Athens County has been previously lauded for its efforts toward utilizing solar power. 

The East State Street solar panels that were the stage for Tuesday’s event power about 25 percent of the Athens Community Center’s operations. According to a previous Athens NEWS report, however, city administration is planning a much larger solar project. 


In February 2020, city administration shared that a large-scale solar power project was in the works and would create the largest solar panel array in the city as well as power its biggest energy users, including the wastewater treatment plant and the Athens Community Center. 

Cranley said inspiration for the project came from President Donald Trump’s decision to pull out of the Paris Climate Accord in 2017. Shortly after, Cincinnati announced a 2035 mandate for carbon neutrality in the city. 

“When Trump pulled out of the Paris Accord, that was a real shock to the gut,” he said.

Republicans holding office at the state level were also a topic of conversation, as Cranley hinted at his potential candidacy for governor of Ohio.

“I think Ohio needs a comeback,” he said. “The Republican party has run the state for 30 years … When you have 30 years to govern, you’re able to put your agenda in place.”

Cranley announced in February he was exploring a gubernatorial run in 2022, according to The Cincinnati Enquirer. His potential candidacy is still in the cards as of Tuesday, but he added it was contingent on how the presidential election unfolds.

“You never know when you start a race if you’re going to win or lose,” he said. “But I have to feel like I have a reasonable chance of winning.”

Cranley said he plans to make a final decision about the 2022 race by the end of this year. He has held local offices since 2001 — as a city councilmember for 8 years and as mayor — and ran unsuccessfully for Congress twice in 2000 and 2006. Both races were against Republican Congressman Steve Chabot.

“Obviously, we [Democrats] keep losing statewide, except for Sherrod Brown and Barack Obama,” Cranley said. “We need a better message.”

Athens Democrats also discussed issues facing the local region with Cranley.

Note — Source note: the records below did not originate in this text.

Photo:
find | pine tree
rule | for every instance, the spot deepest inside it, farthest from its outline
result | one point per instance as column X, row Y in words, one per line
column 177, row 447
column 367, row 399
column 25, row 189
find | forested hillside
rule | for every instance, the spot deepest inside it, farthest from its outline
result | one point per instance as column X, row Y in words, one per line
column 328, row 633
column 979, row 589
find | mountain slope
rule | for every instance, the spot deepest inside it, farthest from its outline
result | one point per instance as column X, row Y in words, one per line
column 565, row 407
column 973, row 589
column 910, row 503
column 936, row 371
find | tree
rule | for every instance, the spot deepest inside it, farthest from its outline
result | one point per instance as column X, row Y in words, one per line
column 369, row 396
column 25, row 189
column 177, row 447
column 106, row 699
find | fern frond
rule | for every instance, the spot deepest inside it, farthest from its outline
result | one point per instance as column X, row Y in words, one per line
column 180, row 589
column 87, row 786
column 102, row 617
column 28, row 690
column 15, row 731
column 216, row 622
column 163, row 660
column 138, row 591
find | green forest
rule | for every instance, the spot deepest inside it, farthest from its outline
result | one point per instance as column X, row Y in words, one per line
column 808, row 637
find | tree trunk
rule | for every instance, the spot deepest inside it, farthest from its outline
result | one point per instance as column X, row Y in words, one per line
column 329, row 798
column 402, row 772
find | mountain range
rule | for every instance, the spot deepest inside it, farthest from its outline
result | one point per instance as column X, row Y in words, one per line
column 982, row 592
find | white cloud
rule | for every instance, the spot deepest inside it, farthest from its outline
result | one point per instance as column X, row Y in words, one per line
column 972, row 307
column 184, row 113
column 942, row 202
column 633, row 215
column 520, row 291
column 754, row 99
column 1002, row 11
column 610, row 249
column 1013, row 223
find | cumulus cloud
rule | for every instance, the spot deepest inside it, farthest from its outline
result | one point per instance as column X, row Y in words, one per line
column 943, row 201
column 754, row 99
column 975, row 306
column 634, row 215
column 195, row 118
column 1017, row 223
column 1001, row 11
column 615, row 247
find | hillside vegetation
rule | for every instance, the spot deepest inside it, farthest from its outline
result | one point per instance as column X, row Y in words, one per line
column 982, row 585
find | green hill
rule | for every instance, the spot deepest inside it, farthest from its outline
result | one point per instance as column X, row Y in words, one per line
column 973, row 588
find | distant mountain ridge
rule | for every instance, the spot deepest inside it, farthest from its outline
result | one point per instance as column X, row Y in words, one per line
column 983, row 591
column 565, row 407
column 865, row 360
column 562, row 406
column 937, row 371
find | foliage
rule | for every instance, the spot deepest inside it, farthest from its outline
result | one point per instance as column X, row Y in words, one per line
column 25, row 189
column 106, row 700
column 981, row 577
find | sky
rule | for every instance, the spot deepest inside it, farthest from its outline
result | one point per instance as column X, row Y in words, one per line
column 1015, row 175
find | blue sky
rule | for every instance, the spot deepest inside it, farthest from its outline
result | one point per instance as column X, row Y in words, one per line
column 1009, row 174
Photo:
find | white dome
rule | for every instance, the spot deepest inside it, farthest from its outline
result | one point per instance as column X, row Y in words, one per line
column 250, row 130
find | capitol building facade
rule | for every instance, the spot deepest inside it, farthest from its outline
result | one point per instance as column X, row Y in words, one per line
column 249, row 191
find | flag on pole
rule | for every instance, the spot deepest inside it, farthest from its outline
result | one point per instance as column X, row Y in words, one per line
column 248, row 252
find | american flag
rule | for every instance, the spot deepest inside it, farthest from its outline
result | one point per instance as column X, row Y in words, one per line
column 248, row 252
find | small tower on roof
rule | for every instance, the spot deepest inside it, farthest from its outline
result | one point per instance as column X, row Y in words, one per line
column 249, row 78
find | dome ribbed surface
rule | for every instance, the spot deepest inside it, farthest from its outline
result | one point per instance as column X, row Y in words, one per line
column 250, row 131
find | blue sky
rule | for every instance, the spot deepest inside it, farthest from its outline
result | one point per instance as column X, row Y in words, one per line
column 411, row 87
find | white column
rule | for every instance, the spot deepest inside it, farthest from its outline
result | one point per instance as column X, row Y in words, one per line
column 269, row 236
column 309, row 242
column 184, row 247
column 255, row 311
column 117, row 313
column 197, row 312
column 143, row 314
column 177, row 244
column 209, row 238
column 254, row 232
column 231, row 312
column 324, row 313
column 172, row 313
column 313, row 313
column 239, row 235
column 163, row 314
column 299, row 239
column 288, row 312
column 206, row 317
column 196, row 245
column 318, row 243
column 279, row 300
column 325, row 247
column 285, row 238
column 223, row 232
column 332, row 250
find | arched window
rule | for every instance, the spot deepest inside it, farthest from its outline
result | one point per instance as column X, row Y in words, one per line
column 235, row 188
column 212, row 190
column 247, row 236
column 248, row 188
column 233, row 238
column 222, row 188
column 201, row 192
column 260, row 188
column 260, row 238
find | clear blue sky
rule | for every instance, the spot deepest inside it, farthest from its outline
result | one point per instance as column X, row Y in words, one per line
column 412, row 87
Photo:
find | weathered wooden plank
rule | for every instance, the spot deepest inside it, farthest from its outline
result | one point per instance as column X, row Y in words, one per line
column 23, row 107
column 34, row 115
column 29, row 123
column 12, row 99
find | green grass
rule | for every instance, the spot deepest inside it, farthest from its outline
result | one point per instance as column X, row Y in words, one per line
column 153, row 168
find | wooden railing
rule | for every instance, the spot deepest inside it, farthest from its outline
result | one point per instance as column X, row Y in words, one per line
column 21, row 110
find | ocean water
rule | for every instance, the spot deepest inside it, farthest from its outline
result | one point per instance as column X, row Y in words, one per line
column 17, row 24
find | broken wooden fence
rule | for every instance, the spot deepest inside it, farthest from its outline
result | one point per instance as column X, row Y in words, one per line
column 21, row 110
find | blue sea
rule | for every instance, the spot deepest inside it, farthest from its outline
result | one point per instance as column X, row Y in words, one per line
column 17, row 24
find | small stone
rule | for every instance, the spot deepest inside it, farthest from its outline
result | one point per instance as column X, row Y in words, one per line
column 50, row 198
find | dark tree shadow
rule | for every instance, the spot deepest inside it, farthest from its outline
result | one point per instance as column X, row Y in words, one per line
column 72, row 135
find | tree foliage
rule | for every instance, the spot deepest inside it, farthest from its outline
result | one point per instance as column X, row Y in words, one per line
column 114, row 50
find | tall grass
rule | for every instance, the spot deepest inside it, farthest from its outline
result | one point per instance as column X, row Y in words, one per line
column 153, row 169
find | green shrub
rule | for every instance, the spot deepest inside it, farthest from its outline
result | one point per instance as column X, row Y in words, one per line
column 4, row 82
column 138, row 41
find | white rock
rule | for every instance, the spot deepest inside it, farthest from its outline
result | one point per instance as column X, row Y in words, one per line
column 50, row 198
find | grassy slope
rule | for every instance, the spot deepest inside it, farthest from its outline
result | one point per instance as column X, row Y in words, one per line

Knisely said what she called “the fifth utility” remained a major struggle for many in the region.

“I think one of our key issues in southeast Ohio is broadband,” she said. “We’ve still got students who go to McDonald’s to get their homework done.”

Patterson added he felt someone tackling the issue of reliable broadband access would be “key” in who southeast Ohio would be looking for in their next governor.